Magnetoresistance in Hybrid Pt/CoFe2O4 Bilayers Controlled by Competing Spin Accumulation and Interfacial Chemical Reconstruction

TL;DR

This study investigates how interfacial chemical reconstructions and spin accumulation influence magnetoresistance in Pt/CoFe2O4 bilayers, revealing that growth temperature affects interfacial magnetism and the dominant magnetoresistance mechanism.

Contribution

It provides a detailed analysis of the interplay between spin accumulation and interfacial chemistry in controlling magnetoresistance in Pt/CoFe2O4 heterostructures.

Findings

Higher growth temperature induces magnetic moments in Pt due to alloying.

Magnetoresistance can be dominated by either SMR or AMR depending on interface chemistry.

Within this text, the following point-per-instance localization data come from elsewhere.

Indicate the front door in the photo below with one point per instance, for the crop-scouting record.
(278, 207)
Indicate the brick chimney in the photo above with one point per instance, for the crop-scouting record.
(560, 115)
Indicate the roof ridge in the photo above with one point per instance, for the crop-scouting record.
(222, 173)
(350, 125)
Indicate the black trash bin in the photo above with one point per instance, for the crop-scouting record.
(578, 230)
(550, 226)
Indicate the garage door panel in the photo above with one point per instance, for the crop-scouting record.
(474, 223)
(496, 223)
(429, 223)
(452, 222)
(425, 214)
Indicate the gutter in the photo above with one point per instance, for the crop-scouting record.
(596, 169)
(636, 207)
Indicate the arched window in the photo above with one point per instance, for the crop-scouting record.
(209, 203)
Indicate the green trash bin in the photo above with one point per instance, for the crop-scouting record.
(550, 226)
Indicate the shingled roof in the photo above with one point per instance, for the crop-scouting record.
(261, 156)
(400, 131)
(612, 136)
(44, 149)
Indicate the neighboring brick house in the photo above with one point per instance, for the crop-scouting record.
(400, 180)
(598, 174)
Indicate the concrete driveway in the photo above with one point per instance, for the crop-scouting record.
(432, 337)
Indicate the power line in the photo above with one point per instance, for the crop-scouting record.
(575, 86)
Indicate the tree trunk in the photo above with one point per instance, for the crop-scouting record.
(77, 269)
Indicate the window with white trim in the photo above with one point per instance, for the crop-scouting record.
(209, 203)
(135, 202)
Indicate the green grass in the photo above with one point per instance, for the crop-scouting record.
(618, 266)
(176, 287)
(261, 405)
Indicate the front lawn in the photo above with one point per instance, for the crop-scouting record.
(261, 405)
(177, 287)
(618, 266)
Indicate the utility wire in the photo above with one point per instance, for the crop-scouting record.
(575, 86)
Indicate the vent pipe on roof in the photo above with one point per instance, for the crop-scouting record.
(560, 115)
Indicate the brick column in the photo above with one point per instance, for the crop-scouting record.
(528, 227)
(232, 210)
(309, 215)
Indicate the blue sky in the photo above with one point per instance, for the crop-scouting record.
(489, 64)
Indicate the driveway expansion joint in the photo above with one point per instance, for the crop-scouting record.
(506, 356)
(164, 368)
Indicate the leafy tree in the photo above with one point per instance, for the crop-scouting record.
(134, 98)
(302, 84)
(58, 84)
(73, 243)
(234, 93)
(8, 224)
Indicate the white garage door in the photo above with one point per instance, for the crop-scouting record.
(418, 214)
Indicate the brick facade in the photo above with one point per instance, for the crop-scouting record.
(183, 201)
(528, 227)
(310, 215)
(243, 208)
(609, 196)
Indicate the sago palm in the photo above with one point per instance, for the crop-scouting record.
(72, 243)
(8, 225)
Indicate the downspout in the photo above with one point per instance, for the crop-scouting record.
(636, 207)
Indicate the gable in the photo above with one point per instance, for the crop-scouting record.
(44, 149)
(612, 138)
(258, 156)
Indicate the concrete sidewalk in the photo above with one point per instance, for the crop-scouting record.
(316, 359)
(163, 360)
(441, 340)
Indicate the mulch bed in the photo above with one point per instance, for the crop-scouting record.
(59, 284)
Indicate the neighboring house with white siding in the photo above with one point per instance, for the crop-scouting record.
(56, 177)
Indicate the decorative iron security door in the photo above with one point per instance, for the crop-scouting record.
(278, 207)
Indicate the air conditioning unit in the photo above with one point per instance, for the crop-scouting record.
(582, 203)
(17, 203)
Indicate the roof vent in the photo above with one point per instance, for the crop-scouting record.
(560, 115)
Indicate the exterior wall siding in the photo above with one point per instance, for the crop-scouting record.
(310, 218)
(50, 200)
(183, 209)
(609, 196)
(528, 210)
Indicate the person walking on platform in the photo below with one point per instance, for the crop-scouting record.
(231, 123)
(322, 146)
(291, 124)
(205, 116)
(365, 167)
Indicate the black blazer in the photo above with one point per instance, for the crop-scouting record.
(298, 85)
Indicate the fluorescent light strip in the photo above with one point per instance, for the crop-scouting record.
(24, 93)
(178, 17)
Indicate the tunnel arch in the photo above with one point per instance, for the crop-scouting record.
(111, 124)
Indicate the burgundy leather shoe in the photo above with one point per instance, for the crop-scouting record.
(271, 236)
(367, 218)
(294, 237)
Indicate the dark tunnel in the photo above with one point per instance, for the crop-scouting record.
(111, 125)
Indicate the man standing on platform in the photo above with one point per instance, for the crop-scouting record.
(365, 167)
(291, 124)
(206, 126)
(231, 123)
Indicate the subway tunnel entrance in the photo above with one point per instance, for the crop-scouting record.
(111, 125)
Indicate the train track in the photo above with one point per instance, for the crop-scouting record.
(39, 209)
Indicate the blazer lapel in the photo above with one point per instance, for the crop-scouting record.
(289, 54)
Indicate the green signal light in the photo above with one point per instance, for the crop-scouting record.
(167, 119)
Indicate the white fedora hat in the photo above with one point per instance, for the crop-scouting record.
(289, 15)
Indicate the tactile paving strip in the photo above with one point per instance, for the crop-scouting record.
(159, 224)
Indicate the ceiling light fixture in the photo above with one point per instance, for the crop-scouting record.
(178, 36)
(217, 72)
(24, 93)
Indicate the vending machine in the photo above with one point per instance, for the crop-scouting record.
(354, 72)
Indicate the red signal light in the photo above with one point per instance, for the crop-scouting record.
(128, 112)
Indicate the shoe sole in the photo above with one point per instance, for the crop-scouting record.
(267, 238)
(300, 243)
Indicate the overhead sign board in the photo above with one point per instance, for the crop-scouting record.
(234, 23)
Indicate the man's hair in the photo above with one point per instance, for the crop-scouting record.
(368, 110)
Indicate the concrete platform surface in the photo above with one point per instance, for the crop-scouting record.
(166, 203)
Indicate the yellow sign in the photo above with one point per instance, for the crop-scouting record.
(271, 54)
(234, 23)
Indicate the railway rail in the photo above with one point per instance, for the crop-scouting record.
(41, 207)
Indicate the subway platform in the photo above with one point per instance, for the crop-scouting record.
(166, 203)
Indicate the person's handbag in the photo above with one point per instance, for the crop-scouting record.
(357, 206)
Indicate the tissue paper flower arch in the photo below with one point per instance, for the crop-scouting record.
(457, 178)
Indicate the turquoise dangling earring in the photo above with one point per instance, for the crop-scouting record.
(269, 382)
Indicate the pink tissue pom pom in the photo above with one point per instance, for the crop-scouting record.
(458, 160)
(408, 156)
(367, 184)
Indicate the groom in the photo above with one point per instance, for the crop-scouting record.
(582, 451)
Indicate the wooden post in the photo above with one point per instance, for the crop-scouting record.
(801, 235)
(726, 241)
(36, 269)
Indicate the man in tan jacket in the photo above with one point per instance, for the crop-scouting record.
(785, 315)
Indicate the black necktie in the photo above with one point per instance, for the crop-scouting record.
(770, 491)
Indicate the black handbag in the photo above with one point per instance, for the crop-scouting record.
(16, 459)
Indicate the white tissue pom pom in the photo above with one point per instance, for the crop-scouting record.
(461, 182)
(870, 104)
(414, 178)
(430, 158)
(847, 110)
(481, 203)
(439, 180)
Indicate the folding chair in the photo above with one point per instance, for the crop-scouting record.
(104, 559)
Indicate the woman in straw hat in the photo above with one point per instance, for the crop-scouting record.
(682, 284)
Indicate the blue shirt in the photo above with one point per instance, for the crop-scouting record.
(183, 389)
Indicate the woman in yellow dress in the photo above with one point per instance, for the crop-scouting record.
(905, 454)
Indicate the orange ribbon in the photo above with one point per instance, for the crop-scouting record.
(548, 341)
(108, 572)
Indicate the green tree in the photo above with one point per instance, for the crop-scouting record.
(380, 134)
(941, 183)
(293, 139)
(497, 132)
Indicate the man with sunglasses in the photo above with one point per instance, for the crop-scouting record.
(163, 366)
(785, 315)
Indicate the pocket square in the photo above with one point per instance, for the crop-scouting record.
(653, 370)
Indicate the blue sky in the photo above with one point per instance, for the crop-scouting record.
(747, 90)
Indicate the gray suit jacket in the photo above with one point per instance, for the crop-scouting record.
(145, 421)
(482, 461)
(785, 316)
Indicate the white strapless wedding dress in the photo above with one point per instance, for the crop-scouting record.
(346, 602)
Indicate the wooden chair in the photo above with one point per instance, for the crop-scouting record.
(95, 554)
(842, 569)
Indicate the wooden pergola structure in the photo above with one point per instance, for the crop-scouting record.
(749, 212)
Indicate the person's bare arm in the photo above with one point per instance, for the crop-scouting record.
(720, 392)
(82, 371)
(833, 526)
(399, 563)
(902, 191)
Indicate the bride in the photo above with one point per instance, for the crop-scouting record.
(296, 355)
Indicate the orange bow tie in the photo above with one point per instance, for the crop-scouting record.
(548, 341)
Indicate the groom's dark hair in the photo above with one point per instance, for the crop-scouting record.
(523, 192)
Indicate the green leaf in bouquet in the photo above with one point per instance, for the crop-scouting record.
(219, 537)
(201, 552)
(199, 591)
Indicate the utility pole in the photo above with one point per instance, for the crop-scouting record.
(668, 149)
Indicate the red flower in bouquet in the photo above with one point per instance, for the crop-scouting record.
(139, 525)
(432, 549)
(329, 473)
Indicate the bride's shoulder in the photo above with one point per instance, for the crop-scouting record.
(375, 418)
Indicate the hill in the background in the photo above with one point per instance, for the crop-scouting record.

Interfacial chemical reconstruction can be tailored to control magnetoresistance mechanisms.

Abstract

Pure spin currents hold promises for an energy-friendlier spintronics. They can be generated by a flow of charge along a non-magnetic metal having a large spin-orbit coupling. It produces a spin accumulation at its surfaces, controllable by the magnetization of an adjacent ferromagnetic layer. Paramagnetic metals typically used are close to a ferromagnetic instability and thus magnetic proximity effects can contribute to the observed angular-dependent magnetoresistance (ADMR). As interface phenomena govern the spin conductance across the metal/ferromagnetic-insulator heterostructures, unraveling these distinct contributions is pivotal to full understanding of spin current conductance. We report here x-ray absorption and magnetic circular dichroism (XMCD) at Pt-M and (Co,Fe)-L absorption edges and atomically-resolved energy loss electron spectroscopy (EELS) data of Pt/CoFe2O4 bilayers where CoFe2O4 layers have been capped by Pt grown at different temperatures. It turns out that the ADMR differs dramatically, being either dominated by spin Hall magnetoresistance (SMR) associated to spin Hall effect or anisotropic magnetoresistance (AMR). The XMCD and EELS data indicate that the Pt layer grown at room temperature does not display any magnetic moment, whereas when grown at higher temperature it is magnetic due to interfacial Pt-(Co,Fe) alloying. These results allow disentangling spin accumulation from interfacial chemical reconstructions and for tailoring the angular dependent magnetoresistance.